Introduction & Classification - Enzyme Undercover

Beta-lactamases: Bacterial enzymes. Hydrolyze $\beta$-lactam ring of antibiotics (penicillins, cephalosporins) $\rightarrow$ inactivation. Primary resistance mechanism.


• Mechanism: Cleave amide bond in $\beta$-lactam ring.
• Classification:
  • Ambler (Molecular): Protein sequence. Four classes (A, B, C, D).
    • A: Serine (e.g., TEM, SHV, CTX-M).
    • B: Metallo (MBLs), $Zn^{2+}$ needed. (e.g., NDM, VIM, IMP).
    • C: Serine (e.g., AmpC).
    • D: Serine (e.g., OXA).
  • Bush-Jacoby-Medeiros (Functional): Substrate/inhibitor. Three main groups.
    • Gp 1: Cephalosporinases (Ambler C).
    • Gp 2: Broad spectrum, clavulanate-inhibited (Ambler A, D).
    • Gp 3: MBLs, clavulanate-resistant (Ambler B).


⭐ Ambler Class B beta-lactamases (metallo-beta-lactamases) require zinc for activity and are not inhibited by clavulanic acid, sulbactam, or tazobactam.

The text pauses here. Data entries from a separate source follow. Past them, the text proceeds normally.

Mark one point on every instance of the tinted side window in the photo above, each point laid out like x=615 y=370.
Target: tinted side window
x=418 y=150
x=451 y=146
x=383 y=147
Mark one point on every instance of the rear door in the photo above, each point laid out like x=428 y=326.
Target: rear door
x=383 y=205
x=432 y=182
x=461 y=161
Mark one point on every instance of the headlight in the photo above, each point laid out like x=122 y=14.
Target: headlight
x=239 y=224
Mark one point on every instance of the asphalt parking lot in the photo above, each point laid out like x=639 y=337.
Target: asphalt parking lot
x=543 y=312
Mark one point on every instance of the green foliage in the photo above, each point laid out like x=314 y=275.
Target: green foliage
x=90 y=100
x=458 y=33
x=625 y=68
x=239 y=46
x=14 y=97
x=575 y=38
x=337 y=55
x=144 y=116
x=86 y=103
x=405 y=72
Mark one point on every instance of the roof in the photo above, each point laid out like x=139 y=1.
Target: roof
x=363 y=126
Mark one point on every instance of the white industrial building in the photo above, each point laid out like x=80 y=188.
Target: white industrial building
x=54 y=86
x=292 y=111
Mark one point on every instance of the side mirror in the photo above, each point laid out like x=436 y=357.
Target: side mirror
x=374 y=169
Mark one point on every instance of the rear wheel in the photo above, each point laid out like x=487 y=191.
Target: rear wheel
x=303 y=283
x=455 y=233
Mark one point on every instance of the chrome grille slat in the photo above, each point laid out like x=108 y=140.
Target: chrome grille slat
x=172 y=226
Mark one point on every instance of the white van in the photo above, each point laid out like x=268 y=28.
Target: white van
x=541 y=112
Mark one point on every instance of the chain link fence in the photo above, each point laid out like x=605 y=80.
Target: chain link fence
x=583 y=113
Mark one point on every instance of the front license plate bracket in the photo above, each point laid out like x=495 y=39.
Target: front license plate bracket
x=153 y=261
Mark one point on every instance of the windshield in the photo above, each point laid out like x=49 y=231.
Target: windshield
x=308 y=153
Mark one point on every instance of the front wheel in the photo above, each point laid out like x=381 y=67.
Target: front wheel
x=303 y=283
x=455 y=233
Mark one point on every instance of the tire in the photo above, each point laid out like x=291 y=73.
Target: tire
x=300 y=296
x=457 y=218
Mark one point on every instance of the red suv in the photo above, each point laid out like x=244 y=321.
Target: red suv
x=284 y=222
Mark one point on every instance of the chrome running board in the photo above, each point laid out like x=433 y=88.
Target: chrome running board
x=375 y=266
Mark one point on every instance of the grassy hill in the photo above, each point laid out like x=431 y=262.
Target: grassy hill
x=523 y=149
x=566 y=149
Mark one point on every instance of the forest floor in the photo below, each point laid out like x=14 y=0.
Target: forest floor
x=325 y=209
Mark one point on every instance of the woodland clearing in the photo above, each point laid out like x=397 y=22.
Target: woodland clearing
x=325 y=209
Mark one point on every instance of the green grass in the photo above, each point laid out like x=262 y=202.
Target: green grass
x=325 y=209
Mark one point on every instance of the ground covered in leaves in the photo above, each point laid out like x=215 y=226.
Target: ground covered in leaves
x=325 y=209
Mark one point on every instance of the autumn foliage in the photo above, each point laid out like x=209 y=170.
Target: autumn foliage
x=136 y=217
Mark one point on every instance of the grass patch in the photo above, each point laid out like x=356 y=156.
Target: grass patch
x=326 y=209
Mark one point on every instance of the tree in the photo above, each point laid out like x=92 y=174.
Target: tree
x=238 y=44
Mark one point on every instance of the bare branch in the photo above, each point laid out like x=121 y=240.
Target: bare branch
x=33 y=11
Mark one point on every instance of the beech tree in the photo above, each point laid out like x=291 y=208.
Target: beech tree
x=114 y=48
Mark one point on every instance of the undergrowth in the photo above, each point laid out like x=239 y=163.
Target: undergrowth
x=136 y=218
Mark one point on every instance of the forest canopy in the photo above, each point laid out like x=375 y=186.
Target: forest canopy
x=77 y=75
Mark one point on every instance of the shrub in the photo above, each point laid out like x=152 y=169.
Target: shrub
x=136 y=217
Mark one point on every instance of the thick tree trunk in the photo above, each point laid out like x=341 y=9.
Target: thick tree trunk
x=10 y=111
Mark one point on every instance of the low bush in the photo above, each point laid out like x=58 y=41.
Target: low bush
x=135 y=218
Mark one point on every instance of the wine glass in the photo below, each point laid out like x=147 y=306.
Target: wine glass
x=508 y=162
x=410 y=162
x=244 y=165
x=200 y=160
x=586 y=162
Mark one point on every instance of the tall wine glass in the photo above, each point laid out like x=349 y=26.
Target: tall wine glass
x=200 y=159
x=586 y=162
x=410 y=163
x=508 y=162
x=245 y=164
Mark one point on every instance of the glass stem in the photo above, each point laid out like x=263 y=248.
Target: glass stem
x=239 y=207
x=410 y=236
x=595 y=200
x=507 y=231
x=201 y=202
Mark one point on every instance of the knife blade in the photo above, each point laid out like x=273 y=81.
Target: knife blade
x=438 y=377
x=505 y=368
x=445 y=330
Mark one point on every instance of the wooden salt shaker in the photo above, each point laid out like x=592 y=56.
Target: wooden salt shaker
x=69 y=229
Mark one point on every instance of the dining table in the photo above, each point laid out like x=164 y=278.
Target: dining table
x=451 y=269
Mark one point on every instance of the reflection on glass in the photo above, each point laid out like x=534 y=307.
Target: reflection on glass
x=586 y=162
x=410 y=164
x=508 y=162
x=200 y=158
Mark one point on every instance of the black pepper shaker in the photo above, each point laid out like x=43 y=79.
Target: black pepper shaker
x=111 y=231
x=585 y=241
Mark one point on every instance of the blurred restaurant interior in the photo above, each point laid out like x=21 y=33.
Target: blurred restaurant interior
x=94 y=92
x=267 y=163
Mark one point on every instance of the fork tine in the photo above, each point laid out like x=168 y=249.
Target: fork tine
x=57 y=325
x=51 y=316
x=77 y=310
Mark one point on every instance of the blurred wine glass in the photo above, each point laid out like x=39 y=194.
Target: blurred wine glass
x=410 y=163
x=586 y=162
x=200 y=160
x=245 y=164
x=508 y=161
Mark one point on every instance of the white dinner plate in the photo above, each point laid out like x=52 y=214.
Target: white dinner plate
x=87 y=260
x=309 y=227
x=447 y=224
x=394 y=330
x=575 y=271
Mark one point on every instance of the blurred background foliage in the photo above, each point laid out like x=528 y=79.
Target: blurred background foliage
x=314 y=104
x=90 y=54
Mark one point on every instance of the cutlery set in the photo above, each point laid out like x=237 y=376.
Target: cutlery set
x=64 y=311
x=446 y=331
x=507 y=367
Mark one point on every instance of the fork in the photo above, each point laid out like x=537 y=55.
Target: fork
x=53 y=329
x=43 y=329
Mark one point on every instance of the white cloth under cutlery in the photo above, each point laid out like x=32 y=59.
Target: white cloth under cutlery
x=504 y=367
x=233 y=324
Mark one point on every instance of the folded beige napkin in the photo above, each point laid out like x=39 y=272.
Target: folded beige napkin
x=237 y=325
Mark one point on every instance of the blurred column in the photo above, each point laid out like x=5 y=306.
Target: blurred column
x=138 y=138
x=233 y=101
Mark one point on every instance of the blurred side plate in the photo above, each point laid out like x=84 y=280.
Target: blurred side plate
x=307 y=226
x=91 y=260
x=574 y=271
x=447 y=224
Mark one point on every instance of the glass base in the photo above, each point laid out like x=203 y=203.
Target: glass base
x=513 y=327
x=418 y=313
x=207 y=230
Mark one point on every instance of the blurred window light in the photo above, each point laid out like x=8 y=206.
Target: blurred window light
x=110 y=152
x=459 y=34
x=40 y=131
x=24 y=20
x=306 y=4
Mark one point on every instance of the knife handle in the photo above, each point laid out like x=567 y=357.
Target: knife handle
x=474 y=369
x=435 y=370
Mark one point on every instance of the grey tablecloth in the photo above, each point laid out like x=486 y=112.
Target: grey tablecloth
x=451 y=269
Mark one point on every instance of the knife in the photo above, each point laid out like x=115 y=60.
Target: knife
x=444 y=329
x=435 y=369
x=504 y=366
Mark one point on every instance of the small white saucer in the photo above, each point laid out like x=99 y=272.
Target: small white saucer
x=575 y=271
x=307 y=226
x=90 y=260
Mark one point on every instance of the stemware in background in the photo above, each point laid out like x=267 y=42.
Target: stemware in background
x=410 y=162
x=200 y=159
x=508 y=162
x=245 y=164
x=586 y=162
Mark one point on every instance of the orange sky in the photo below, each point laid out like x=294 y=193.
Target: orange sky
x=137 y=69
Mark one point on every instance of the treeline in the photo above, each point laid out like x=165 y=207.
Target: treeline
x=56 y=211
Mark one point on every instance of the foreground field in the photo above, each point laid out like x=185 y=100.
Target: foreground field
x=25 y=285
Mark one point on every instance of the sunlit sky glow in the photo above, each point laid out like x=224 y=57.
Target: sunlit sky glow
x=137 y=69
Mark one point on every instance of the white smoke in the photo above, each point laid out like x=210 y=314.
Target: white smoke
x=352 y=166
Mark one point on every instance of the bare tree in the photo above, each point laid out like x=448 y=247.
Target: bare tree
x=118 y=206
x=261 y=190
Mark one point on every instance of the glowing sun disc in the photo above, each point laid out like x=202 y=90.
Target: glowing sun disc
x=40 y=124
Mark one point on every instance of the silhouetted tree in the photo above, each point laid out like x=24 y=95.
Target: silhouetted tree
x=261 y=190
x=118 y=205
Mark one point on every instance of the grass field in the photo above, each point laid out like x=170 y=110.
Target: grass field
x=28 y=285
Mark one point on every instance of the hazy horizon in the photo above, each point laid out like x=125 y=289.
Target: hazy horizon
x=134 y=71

Key Producers, ESBLs & AmpC - Resistance Spreaders

• Extended-Spectrum β-Lactamases (ESBLs)

  • Producers: Enterobacteriaceae (e.g., E. coli, K. pneumoniae, P. mirabilis).
  • Spectrum: Hydrolyze penicillins, 1st-3rd gen cephalosporins, aztreonam.
  • Inhibited by: Clavulanate, sulbactam, tazobactam.
  • Key Types: TEM, SHV, CTX-M.

  ⭐ CTX-M type ESBLs are the most prevalent worldwide, particularly in E. coli and Klebsiella pneumoniae.

• AmpC β-Lactamases

  • Origin: Chromosomal (inducible) or plasmid-mediated.
  • Producers: 📌 ESCAPPM group (Enterobacter, Serratia, Citrobacter, Acinetobacter, Proteus, Providencia, Morganella), P. aeruginosa.
  • Spectrum: Hydrolyze penicillins, all cephalosporins (incl. cephamycins), aztreonam.
  • NOT inhibited by: Clavulanate, sulbactam, tazobactam.

• Resistance Spread

  • Plasmids: Major vectors for horizontal gene transfer of ESBL & AmpC genes, enabling rapid dissemination.

Carbapenemases - Fortress Breakers

Hydrolyze most β-lactams, incl. carbapenems (imipenem, meropenem). Critical resistance threat globally. Key classes:

• Characteristics & Examples:
  • Class A (KPC, GES): Potent serine proteases. KPC in K. pneumoniae, plasmid-mediated.
  • Class B (NDM, VIM, IMP): MBLs (Metallo-β-lactamases), require $Zn^{2+}$ ions. NDM: broad resistance, rapid global spread (plasmids).
  • Class D (OXA-48 like): Serine proteases in Enterobacterales. Weaker hydrolysis, clinically significant with other resistance.
• Detection:
  • Phenotypic: Carba NP test, mCIM/eCIM. (Modified Hodge Test less used).
  • Molecular: PCR (gold standard for specific gene identification).
• Treatment Challenges:
  • Limited options. Newer: ceftazidime-avibactam, meropenem-vaborbactam, cefiderocol. Older (colistin, tigecycline) have toxicity risks.

⭐ NDM-1 (New Delhi Metallo-beta-lactamase-1) confers resistance to nearly all beta-lactams, including carbapenems, and is often carried on mobile genetic elements, facilitating rapid spread.

Detection & Management - Clinical Counterstrike

Detection Pathway:

Therapeutic Strikes:

• ESBL: Carbapenems, Ceftazidime-avibactam (Caz-Avi), Piperacillin-tazobactam (use cautiously).
• AmpC: Cefepime, Carbapenems. (Avoid 3rd gen cephs if inducible).
• CRE: Caz-Avi (KPC, OXA-48), Meropenem-vaborbactam (KPC). Often combination therapy.

⭐ Ceftazidime-avibactam is active against KPC and OXA-48 producers, as well as ESBLs and AmpC, but not metallo-beta-lactamases.

High‑Yield Points - ⚡ Biggest Takeaways

• Beta-lactamases hydrolyze the beta-lactam ring, causing antibiotic inactivation.
• Key types: ESBLs, AmpC, and Carbapenemases (e.g., KPC, NDM-1, OXA-48).
• ESBLs: Resist penicillins, cephalosporins, aztreonam. Inhibited by clavulanate.
• AmpC: Often chromosomal, inducible. Resists beta-lactamase inhibitors. Found in SPACE organisms.
• Carbapenemases: Hydrolyze carbapenems. Confer multi-drug resistance. Examples: KPC, NDM-1.
• Detection: Phenotypic tests (DDST for ESBLs, MHT for carbapenemases) and molecular assays.
• Treatment: Carbapenems for ESBLs (if susceptible), newer combinations (e.g., ceftazidime-avibactam), colistin for CRE.